Seeking Out Seizures
Electrocorticography Provides Map For Eliminating Epileptic Seizures

An epileptic seizure begins when a tiny electrical "spark" spreads uncontrollably from one area of the brain to another. The cascading effect results in patients losing control of their bodies during the seizure and feeling as if they have no control over their lives. However, if physicians can identify the source of the seizure and pinpoint the specific part of the brain where the spark originates, it is possible for these patients to find the relief they desperately need. This outcome is the ultimate goal of epilepsy surgery offered at Carolina Neurosurgery & Spine Associates.

Michael Heafner, MD
"For nearly one-third of epilepsy patients, medicine cannot adequately control seizures. Epilepsy surgery can offer dramatic relief for many of these individuals," said Michael Heafner, MD, of Carolina Neurosurgery & Spine Associates.
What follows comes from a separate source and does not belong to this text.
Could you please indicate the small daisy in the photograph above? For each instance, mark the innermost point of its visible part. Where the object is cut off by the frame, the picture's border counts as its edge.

Where Epileptic Seizures Begin
Before epilepsy surgery can be planned, the area of the brain where seizures begin must be identified. In some cases, noninvasive techniques such as scalp EEG can provide enough data to locate the seizure origination point. If it is determined that seizures emerge near important centers of the brain, electrocorticography is used to map the brain so that resection can be performed without damaging important functions like language, vision or movement.

Electrodes placed directly on the brain determine the precise area where epileptic seizures originate.
Brain mapping and monitoring with electrocorticography requires our surgeons to implant electrodes in and on the brain. These electrodes then stay in place for several days, gathering data while the patient is awake or asleep and, most important, when experiencing seizures. A surgical plan is then created based upon the results of this monitoring and other neuroimaging studies. For some patients, electrocorticography is used during surgery, with electrodes in place on the brain throughout the procedure.
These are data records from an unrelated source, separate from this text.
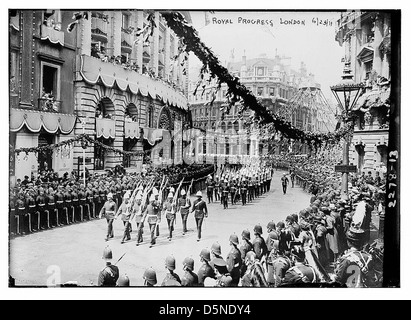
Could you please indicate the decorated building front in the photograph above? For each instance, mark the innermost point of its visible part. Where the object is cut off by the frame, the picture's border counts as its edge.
(366, 37)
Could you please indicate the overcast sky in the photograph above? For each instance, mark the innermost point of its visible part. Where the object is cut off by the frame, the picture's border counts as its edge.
(311, 43)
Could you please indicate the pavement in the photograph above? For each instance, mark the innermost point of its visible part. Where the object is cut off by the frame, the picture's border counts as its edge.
(74, 253)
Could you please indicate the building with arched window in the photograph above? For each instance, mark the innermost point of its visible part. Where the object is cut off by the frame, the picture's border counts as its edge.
(366, 37)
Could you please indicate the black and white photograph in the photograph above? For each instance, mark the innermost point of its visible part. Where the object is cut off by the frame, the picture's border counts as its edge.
(204, 148)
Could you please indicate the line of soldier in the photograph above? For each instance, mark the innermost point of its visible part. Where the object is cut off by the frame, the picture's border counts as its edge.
(245, 184)
(34, 207)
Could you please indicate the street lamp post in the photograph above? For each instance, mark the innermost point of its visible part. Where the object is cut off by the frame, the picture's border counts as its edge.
(346, 93)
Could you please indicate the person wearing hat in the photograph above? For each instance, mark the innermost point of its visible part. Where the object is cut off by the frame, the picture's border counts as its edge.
(200, 212)
(126, 216)
(222, 276)
(284, 183)
(300, 273)
(234, 262)
(169, 209)
(123, 281)
(109, 211)
(151, 214)
(205, 271)
(225, 193)
(189, 279)
(109, 275)
(259, 245)
(353, 268)
(150, 277)
(171, 277)
(210, 188)
(183, 206)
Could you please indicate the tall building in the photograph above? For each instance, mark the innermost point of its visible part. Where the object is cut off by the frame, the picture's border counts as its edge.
(103, 79)
(366, 37)
(274, 83)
Types Of Epilepsy Procedures
A temporal lobectomy to remove the seizure focal point in the patient’s temporal lobe is the most common and most effective surgical procedure for epileptic seizures. Post-operatively, more than 90% of patients experience significant improvement in seizure control and 65% to 70% of patients become seizure-free. After the lobectomy, patients usually remain on anticonvulsants for 6-24 months, though often at lower doses. If they remain seizure-free, patients may eventually be taken completely off of their anticonvulsants.
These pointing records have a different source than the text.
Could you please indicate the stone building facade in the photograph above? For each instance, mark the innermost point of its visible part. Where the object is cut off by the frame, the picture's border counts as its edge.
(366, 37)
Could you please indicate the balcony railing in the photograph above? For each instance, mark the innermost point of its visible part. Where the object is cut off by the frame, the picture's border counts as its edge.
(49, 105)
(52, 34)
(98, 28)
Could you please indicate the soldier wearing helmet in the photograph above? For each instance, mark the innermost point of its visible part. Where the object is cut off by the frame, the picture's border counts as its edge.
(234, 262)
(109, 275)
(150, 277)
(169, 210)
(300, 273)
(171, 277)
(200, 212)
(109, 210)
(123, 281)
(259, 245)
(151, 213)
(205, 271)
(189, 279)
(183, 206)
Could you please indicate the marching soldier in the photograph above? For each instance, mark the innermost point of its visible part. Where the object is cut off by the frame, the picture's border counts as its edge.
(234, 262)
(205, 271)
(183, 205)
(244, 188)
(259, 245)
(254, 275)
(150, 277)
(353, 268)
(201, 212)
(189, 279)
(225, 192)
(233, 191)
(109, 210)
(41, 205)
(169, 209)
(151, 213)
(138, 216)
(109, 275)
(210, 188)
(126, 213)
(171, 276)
If electrode monitoring cannot find a seizure focal point in the brain, or if there are multiple points that cannot be removed, a corpus callosotomy may be the best treatment option. With this procedure, the corpus callosum, which connects the two hemispheres of the brain, is cut in order to keep seizure activity from spreading.

For over 50% of the patients who are not candidates for surgery, implantation of a Vagal Nerve Stimulator (VNS) may significantly improve seizure control. A VNS serves as a type of programmable pacemaker for the vagus nerve in the neck.

An Epilepsy Team Focused On Each Patient
Carolina Neurosurgery & Spine Associates currently performs the majority of the epilepsy surgeries in the Charlotte region. Dr. Heafner points out that teamwork with physicians in other specialties is crucial to epilepsy treatment and monitoring.

"Our practice conducts a weekly, regional multidisciplinary epilepsy conference to discuss cases. Our neurosurgeons collaborate with epileptologists, neuropsychologists, epilepsy unit nurses and neuroradiologists prior to recommending any epileptic procedures," said Dr. Heafner, who is committed to expanding the epilepsy services in this region.